There’s a click-clack against the asphalt as I follow him. He pops open the trunk, and after depositing his overnight bag next to my Hermès Togo Travel Bag. To my shock, he opens it and starts fishing with a level of comfort that should not have been earned in five minutes. Before I have a chance to react to his audacity, he finds my emergency kit—the leather case with the Tom Ford foundation, the Charlotte Tilbury concealer, the Dior mascara, the Chanel blush, the Pat McGrath eyeshadow palette, and the Hermès lipstick—the arsenal that normally lives in my purse because Celeste Brinley does not exist in public without a contingency plan.
He hands it to me. “Is this what you need?…What’s wrong?”
“You opened my bag. I have…intimates in there.” I cradle the leather bag in my hands.
He sucks in his lips in an attempt to hide his smirk. His attempt fails. “I’m sorry. I wasn’t thinking and I wasn’t after your intimates. Fetching things is second-nature for me. My mum is…” he trails off. “Never mind.”
Instead of pushing the automatic button, he closes the trunk manually with the easy physicality of someone whose body is a tool that simplyworks, no vanity required, and moves around to the passenger side. I hurry after him, my Louboutins clicking against the pavement like tiny exclamation points.

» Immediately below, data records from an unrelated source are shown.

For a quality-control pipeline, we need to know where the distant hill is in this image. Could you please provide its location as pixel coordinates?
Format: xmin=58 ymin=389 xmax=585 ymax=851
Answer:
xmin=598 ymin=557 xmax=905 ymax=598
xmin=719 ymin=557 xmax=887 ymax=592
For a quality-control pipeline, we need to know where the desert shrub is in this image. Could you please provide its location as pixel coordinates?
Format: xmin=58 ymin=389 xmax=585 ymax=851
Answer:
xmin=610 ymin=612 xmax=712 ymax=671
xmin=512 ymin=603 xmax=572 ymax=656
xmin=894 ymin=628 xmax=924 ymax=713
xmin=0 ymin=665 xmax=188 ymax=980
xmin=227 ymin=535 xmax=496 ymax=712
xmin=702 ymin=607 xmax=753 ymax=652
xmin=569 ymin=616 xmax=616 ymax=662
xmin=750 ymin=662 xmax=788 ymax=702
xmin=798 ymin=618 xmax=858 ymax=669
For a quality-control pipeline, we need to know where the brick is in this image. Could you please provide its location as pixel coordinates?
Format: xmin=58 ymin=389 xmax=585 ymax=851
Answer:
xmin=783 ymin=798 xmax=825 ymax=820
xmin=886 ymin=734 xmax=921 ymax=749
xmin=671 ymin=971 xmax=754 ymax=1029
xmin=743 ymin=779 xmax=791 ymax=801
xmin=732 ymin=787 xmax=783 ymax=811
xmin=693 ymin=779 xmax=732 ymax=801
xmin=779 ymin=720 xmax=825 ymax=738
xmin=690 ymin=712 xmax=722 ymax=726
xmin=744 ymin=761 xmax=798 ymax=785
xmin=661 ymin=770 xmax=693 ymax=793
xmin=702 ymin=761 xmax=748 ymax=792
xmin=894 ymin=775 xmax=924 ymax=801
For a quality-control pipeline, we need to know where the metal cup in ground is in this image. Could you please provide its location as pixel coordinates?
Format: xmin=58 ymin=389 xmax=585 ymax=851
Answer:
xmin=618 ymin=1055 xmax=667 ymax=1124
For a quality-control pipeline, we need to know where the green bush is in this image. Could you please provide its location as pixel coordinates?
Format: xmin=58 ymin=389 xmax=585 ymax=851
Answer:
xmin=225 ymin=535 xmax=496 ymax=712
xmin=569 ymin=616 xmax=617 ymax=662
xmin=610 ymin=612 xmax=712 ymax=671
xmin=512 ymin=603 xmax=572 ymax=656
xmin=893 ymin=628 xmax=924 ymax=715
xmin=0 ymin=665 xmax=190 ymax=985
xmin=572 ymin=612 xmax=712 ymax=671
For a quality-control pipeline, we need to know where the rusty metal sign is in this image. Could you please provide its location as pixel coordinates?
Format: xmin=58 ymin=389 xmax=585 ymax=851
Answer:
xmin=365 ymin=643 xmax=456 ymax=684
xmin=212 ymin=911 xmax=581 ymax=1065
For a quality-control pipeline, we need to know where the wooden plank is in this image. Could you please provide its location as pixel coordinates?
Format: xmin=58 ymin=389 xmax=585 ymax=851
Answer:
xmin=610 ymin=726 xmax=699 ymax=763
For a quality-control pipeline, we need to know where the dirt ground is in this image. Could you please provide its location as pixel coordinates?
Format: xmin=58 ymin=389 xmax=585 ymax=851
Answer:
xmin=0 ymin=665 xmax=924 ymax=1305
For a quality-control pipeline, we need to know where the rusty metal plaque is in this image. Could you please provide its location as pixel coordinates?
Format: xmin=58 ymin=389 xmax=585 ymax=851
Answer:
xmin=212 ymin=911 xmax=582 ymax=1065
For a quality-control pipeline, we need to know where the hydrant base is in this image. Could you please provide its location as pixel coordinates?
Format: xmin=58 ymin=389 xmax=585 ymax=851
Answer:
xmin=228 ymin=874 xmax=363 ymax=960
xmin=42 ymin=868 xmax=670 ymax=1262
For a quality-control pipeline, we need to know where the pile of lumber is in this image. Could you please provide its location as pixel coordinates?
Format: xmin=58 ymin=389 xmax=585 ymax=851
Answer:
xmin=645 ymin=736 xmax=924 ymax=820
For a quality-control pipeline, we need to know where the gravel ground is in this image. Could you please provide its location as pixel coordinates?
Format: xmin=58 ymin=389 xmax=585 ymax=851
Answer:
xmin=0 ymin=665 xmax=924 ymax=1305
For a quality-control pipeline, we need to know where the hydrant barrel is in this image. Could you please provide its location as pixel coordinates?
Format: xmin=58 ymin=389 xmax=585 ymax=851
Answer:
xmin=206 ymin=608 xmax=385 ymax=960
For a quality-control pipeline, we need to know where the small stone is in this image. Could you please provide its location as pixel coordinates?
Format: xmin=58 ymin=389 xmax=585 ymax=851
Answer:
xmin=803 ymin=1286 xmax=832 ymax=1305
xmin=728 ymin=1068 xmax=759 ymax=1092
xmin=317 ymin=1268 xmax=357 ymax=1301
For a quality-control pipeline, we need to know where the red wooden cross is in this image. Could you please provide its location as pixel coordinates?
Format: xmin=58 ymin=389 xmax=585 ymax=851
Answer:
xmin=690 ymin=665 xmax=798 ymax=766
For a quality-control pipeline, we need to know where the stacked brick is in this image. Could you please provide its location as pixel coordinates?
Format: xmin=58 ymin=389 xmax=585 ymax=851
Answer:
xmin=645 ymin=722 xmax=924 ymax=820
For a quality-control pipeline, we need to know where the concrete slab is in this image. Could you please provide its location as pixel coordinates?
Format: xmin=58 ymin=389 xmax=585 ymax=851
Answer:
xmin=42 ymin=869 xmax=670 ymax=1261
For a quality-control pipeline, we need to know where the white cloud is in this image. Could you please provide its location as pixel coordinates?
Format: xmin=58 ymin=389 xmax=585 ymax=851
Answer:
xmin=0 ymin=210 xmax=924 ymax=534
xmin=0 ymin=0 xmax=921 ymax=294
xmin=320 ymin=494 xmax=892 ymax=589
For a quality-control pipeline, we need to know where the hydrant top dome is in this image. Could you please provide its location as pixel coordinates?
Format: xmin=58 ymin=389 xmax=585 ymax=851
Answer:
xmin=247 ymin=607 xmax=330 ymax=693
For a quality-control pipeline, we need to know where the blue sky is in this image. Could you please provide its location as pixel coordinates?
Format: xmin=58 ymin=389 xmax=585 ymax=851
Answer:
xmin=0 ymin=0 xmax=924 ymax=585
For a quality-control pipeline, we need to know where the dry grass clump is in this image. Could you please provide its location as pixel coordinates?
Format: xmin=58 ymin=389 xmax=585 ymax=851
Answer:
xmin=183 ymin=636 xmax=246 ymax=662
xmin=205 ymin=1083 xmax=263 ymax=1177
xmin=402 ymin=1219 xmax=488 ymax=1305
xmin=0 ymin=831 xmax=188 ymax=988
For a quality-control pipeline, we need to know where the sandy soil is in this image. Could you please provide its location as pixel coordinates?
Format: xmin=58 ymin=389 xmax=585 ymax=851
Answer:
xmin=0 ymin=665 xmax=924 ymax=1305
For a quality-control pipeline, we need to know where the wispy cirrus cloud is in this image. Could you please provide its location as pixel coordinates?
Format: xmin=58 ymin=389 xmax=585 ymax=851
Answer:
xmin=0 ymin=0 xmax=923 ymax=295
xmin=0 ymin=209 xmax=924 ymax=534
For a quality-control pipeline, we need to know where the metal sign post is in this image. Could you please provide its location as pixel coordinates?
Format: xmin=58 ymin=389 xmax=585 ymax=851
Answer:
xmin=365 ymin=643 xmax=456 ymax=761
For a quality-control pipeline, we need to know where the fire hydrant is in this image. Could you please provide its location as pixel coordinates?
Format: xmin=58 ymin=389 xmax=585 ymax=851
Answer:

“Why never mind?” I ask, surprised by my sudden curiosity. “What about your mom?”
He opens the door for me.
It’s such a small thing. His hand on the frame, a step back to give me space, the briefest touch at the small of my back as I step up into the seat. I was married for fourteen years to a man who stopped opening car doors for me approximately three weeks after our first date.
“Sorry, small slip,” he says. “When I’m with a client, it’s all about her. I keep my baggage all locked up.” He juts his thumb toward the trunk, emphasizing his pun.